Over the past few days, I've posted two stories which have gotten a lot of attention: One about the 29 million Americans who are still uninsured today; the other about the 2016 average premium rate hikes.

In both cases, I've been criticized either here or via Twitter about the twin problems of high deductibles/co-pays and narrow networks. In response to the first story, people noted that the "actual" number who are uninsured is "a lot more" than 29 million because many people still can't afford the deductibles/co-pays or can't find a doctor/hospital in their network. In response to the second story, people claimed that I'm "hiding" the truth about how much policies cost for the same reasons.

My response is this: Yes, those are serious problems, and worth much discussion. In fact, just yesterday, Lydia Mitts of FamiliesUSA wrote an excellent piece over at (where I occasionally post freelance articles) about this very subject:

Why high deductibles don’t work

Rather than making consumers smarter shoppers, high deductibles are forcing many families to cut back on much-needed medical care

Recently, a number of reports have highlighted the problems many consumers face affording out-of-pocket costs for care, including close to a quarter of people with insurance. Here at Families USA, we have long been concerned that many consumers are still struggling to afford the cost of care, despite being insured.

We have been particularly concerned with the proliferation of high-deductible coverage. In 2015, close to half of workers with employer-sponsored coverage had deductibles of at least $1,000 for an individual. About the same proportion of people in marketplace coverage faced such high deductibles. This year, the average deductible for the most popular type of marketplace plans, Silver plans, comes in at over $3,000 for an individual.

Many families living to paycheck to paycheck have difficulty affording the cost of medications on their own, let alone covering thousands of dollars in medical care. For these households, high deductibles can hamper access to needed care. They can also jeopardize financial security and leave families vulnerable to medical debt.

The truth is that high deductibles don’t work for consumers or our health care system for a number of reasons.

I encourage people to read the whole thing.

At the same time, however, my articles are simply correcting some common misconceptions about (respectively) who those 29 million uninsured folks are and how much policy premiums have actually been going up...both of which are also well worth being written about, wouldn't you say?

Let me put it this way:

  • Let's say that your old car cost $25,000, but got 40 MPG.
  • Let's say that you bought a new car for $30,000, and it only gets 20 MPG.
  • Let's say that multiple news stories were written claiming that your new car cost $50,000.

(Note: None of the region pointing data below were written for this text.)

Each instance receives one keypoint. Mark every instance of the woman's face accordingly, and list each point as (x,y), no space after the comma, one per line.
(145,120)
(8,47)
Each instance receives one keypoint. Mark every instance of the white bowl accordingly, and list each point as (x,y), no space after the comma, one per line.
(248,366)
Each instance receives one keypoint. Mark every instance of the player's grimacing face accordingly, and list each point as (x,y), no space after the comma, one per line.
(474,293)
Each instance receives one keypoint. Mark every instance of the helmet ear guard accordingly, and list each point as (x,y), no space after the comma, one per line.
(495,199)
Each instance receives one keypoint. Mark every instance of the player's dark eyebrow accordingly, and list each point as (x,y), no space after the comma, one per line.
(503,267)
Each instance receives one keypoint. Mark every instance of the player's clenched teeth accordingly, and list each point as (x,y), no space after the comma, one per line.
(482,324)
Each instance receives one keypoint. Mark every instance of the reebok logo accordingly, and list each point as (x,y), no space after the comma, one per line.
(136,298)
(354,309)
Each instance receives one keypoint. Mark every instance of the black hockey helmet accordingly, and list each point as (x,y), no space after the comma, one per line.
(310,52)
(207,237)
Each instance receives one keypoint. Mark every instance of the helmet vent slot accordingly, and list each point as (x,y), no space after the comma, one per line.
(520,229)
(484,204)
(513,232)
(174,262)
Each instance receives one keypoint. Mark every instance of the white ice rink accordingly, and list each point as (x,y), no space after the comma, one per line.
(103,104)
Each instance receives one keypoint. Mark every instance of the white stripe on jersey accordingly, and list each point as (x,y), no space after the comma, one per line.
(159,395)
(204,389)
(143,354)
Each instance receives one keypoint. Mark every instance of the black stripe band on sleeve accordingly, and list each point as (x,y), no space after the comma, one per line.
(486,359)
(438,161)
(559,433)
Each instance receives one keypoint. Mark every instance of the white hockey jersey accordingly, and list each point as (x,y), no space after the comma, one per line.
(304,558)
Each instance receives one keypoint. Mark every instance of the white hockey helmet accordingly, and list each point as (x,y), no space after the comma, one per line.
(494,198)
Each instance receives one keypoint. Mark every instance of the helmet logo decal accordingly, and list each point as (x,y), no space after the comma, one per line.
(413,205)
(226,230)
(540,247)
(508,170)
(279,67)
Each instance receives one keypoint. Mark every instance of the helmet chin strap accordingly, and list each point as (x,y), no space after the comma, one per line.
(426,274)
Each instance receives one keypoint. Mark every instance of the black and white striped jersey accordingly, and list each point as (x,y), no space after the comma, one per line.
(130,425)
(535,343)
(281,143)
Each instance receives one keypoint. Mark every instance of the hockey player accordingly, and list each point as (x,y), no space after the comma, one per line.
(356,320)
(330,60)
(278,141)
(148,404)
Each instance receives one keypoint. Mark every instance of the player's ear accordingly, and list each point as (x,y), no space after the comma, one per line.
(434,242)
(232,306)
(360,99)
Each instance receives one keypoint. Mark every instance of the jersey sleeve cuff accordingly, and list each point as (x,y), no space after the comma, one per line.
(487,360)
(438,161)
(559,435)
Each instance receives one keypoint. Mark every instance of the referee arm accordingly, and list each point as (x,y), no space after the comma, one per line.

The fact that the mileage sucks compared to the old car is a valid issue, and is well worth mentioning...but the fact that the car DIDN'T COST $50K is ALSO worth mentioning as well.

Apparently I'm supposed to mention the deductible issue in every article. Oh, wait...I did exactly that right near the beginning of the "29 million" piece...

Now, if you want to complain that the ACA is too complicated, pads the insurance carriers's pockets, doesn't keep costs down enough and so forth, those are reasonable arguments.

...but apparently people skipped over that line.

I'm not trying to "hide" or "whitewash" anything here. High deductibles/co-pays/narrow networks ARE major issues...but does that mean that I'm never supposed to correct false reporting about the other issues in the meantime?